The news of his upcoming release came, like all the news from the Palace, in a little paper scroll inside a jar of peanut butter. After ten years in La Victoria—comfortable, calm, without any responsibilities other than to eat and breathe—he was now headed to the outside world, where the asphalt would stick to his soles like gum. He’d have to work now, that was certain. How would he deal with his stuff, his other lives, his businesses? He’d begged the president to do whatever it took to let him continue inside, with his little fridge, his friend, his free time. But Bona was sick and tired of waiting for the miracle that, according to Esther Escudero, Acilde was destined to bring forth. For the first time in years, he thought about Peri, Morla, and his life before he’d met Omicunlé. Bona was an idiot and Acilde had no way of explaining that he had access to the past via an extra body that was funding the research that would allow the Caribbean coral reefs to be repopulated in this shitty present.

Although the ceiling of his cell had been painted only a few weeks before, water stains had begun to reappear. In the past the humidity had allowed for the excessive fecundity that nourished the tropical jungle in Sosúa, but in 2037 it was an unbreathable and oppressive aggravation. The water stains had entertained him during nights of insomnia, while Giorgio and Roque slept. He could make out animal shapes and still lifes. He used them to distract himself during nights in the present that only made sense when dealing with other people in other times.

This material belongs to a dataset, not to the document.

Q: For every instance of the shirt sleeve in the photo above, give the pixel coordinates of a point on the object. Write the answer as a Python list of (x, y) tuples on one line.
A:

He got up off the floor where he’d been sleeping to check in on Iván de la Barra. They had been sharing a cell for months. He’d thought the old man, now disoriented and forgetful, would benefit from sleeping in an air-conditioned room. Later, when he saw the effort it took for him to get up off the floor, he’d given him his bed. Sleep, which Iván achieved thanks to pills his sisters sent from Cuba, gave the old man a healthy aspect that wakefulness stole away.

Acilde looked over at his little rusted fridge, at the green light from the hallway that streamed in through the also rusted cell bars, at the plastic rectangle he’d used to cover the door so the cool air wouldn’t escape, and at the bucket of water he used to flush the toilet. Now that he’d finally managed to complete almost all his plans, this, his control tower, seemed for the first time like a dirty and pathetic cell.

He waited until the sun rose. He woke Iván, shaking him a little carelessly. “C’mon, old man, get up—I need my bed.”